Re: Circumstances f$context will not find an existing process

Hoff · ‎07-20-2010

And your options include coordination with the process being monitored (which is probably the easiest, though it involves modifying DCL or jacketing existing procedures with scheduling code),

or up-rate your existing scheduler to tie into the system audits and receive completion audits,

or look to use termination mailboxes,

or modify your scheduler to do better with polling and with walking the $getqui lists for entries. (Many variations exist, such as setting the queue's retain on completion setting, and your scheduler then gets to clean that stuff out...)

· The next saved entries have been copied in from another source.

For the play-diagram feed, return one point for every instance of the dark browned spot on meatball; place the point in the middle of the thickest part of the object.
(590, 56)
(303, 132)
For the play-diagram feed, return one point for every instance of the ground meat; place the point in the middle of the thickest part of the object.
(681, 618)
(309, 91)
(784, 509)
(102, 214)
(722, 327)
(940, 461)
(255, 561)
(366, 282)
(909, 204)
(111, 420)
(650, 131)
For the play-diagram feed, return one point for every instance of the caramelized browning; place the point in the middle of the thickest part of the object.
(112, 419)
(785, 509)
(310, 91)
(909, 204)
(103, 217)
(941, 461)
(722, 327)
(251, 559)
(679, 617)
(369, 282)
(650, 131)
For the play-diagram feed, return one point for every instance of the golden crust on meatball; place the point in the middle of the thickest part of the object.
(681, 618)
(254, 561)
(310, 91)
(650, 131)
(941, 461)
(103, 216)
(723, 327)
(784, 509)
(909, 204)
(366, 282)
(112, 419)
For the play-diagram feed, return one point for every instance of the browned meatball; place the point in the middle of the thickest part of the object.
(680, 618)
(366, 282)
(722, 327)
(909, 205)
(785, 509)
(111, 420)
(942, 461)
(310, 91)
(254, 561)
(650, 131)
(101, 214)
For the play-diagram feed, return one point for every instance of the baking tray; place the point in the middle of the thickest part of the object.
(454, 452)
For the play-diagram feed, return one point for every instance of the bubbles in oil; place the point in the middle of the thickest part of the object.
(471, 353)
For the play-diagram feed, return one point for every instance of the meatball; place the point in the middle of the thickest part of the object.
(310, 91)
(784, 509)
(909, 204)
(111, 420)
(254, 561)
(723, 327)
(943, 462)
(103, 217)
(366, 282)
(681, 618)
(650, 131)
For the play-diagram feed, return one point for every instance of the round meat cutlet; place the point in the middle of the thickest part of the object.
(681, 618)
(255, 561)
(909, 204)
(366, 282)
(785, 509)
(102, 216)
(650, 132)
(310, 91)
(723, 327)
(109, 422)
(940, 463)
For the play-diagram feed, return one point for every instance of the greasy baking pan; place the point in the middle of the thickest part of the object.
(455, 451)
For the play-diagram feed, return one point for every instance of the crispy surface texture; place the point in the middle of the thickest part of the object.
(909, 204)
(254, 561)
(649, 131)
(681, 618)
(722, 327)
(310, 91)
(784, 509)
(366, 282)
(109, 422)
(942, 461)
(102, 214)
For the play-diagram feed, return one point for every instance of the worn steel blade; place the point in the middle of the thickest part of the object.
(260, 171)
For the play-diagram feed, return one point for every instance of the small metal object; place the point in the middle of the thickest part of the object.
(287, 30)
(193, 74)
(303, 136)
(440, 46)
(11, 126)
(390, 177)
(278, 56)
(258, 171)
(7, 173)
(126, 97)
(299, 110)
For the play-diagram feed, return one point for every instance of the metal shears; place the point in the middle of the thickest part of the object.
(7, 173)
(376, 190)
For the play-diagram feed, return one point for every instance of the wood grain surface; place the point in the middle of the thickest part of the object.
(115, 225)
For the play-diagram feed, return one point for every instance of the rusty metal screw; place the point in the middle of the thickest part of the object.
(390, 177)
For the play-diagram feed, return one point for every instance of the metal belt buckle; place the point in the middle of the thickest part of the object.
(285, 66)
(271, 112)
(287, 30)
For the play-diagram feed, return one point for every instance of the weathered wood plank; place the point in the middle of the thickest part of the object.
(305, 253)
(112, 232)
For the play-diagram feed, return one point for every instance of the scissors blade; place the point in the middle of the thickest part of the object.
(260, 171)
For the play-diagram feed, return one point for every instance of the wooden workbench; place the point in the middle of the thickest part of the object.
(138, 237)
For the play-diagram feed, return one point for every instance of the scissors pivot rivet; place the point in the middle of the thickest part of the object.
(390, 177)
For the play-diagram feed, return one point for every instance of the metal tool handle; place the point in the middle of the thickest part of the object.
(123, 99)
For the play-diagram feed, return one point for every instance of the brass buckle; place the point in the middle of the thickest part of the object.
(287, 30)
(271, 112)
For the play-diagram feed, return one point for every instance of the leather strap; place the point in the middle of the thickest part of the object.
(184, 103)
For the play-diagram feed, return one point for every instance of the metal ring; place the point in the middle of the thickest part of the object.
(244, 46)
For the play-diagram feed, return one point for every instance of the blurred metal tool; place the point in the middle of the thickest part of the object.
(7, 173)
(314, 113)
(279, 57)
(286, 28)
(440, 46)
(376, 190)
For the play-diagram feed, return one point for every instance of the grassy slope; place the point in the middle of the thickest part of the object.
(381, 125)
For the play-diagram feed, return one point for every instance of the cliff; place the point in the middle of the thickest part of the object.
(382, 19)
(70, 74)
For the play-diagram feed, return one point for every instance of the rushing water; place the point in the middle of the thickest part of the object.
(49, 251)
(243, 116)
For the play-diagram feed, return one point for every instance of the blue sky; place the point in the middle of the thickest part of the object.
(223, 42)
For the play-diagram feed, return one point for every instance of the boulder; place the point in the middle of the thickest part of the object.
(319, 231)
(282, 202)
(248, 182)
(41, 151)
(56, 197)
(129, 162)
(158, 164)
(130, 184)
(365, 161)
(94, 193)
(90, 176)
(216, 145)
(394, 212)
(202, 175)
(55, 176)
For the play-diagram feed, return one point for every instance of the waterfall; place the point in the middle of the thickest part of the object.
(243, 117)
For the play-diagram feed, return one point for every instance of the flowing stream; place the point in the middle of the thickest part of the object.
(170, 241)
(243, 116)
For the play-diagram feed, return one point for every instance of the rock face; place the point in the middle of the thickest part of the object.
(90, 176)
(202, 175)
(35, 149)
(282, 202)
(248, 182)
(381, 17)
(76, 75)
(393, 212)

Or some combination of these.

These scheduling tasks have a nasty habit of turning into the continuing Adventures in Wonderland, and you'll drop down a particularly good rabbit hole once or twice a year with the daylight saving time switch-overs, and also once every four years with leap year.

If you can't buy a scheduler, then actually think about the generic task and then design and write one. Or twist kronos or cron or something else to meet your needs. Rather than a point solution, start working on a more general solution that fixes this specific problem to start with. Then add to it.

I've been known to use a shared RMS indexed file to coordinate a whole herd of batch processes. The submitting process writes records into the file, and the batch processes then open and share and update their own records as they reach various checkpoints, and the submitter can then sort out the sequencing. Or resubmit jobs. This based on a periodic scan of the shared file. Ugly in the extreme, but functional.

VMS is extremely weak in this area, unfortunately.

abrsvc · ‎07-20-2010

I have successfully used a mailbox for synchronization as follows:

1) Make sure the mailbox exists
2) Submit the batch job.
3) Post a read to the mailbox

In the batch job:
1) Post a write to the mailbox as the trigger for the submitter to continue.

The above is a simplistic description of the funciton, but hopefully you get the idea. I have used executabel programs rather than DCL to impement the mailbox communication, along with calls to lib$spawn to submit the jobs. This way you can have timeouts handled etc.

Dan

Hoff · ‎07-20-2010

>The above is a simplistic description of the funciton, but hopefully you get the idea. I have used executabel programs rather than DCL to impement the mailbox communication, along with calls to lib$spawn to submit the jobs. This way you can have timeouts handled etc.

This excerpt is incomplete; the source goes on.